C'est une situation très fréquente en Martinique et en Guadeloupe, et l'une des plus délicates à démêler dans un divorce.

Mis à jour le 29 août 2026 · Divorce Martinique

Le cas typique

Le couple a construit sur un terrain appartenant à la famille de l'un des deux — parents, grands-parents — souvent en indivision successorale avec frères, sœurs, oncles et cousins, parfois sans partage jamais réalisé. La maison a été payée avec les revenus du couple. Il n'y a ni acte de vente, ni bail, ni parfois d'autorisation écrite.

La règle de départ : en droit, ce qui est construit sur un terrain appartient en principe au propriétaire du terrain. La maison suit le sol, pas celui qui l'a payée.
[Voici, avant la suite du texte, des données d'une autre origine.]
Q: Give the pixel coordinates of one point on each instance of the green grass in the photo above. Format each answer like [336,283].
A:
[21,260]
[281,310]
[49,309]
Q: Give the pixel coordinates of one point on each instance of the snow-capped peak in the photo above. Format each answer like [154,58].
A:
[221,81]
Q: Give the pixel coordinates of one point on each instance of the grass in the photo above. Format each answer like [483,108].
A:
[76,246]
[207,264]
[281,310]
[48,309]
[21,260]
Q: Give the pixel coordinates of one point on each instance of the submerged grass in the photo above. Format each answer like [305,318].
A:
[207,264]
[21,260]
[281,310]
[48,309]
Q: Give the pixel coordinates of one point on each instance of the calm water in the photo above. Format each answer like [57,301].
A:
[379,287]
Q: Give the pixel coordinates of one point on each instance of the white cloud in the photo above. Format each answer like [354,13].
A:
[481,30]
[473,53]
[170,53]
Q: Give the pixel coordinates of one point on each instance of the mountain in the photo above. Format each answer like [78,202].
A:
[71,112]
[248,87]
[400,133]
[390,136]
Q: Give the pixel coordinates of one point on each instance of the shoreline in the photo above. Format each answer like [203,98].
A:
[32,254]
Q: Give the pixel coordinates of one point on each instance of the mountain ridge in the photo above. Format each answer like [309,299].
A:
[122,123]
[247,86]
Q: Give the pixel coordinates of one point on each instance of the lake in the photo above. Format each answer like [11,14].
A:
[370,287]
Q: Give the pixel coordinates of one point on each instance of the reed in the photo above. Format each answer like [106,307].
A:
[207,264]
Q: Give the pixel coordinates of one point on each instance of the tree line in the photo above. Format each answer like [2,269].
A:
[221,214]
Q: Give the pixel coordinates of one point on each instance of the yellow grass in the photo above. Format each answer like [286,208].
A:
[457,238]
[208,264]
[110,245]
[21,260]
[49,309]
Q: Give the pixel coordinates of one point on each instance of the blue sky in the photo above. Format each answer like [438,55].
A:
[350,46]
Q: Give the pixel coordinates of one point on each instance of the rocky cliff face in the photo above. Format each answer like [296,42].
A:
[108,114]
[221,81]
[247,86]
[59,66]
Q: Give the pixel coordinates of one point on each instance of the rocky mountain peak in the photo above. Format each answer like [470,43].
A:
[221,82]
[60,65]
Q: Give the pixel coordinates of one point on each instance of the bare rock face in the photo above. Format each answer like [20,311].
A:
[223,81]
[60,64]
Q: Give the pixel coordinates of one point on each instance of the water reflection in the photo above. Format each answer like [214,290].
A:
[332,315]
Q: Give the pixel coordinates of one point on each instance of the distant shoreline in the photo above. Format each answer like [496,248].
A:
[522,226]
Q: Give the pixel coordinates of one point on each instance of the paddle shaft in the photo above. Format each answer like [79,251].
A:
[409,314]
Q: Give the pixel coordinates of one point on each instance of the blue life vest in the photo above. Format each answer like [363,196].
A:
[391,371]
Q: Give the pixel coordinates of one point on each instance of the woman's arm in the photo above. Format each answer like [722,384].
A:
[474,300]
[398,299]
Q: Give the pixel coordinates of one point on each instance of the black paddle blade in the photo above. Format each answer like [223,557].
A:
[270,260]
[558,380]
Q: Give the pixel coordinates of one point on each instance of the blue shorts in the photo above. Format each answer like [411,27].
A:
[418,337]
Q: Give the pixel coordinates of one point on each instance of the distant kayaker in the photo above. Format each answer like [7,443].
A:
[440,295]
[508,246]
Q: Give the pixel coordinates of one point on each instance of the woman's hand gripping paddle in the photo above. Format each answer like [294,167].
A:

Ce que cela veut dire au divorce

L'époux qui n'appartient pas à la famille propriétaire n'est en général pas propriétaire de la maison. Mais il a financé sa construction avec des fonds communs. Il peut donc prétendre à une indemnisation — récompense à la communauté, ou créance contre l'indivision familiale — à hauteur de ce qui a été investi, parfois réévalué.

Ce qu'il faut réunir

  • Le titre de propriété du terrain, et l'état de l'indivision : qui sont les indivisaires aujourd'hui.
  • Les factures de construction, devis, permis de construire, prêts contractés.
  • Les relevés montrant qui a payé quoi, et depuis quel compte.
  • Toute autorisation écrite de la famille, même ancienne, même informelle.

Les issues possibles

  • L'indemnisation de l'époux sortant, en argent ou en compensation sur d'autres biens — épargne, véhicule, part d'un autre bien.
  • Un accord avec l'indivision familiale : rachat de la construction, régularisation par un acte, ou attribution du terrain à l'héritier concerné dans le cadre du partage successoral.
  • La vente, presque toujours impossible tant que l'indivision successorale n'est pas réglée.

Le conseil

Ne laissez pas ce point de côté en se disant « la maison est à la famille, on n'y touche pas ». Sans indemnisation écrite dans la convention, l'époux qui part perd des années d'investissement, et celui qui reste s'expose à une réclamation plus tard. Un notaire habitué aux successions antillaises est ici indispensable : c'est une consultation qui vaut largement son prix.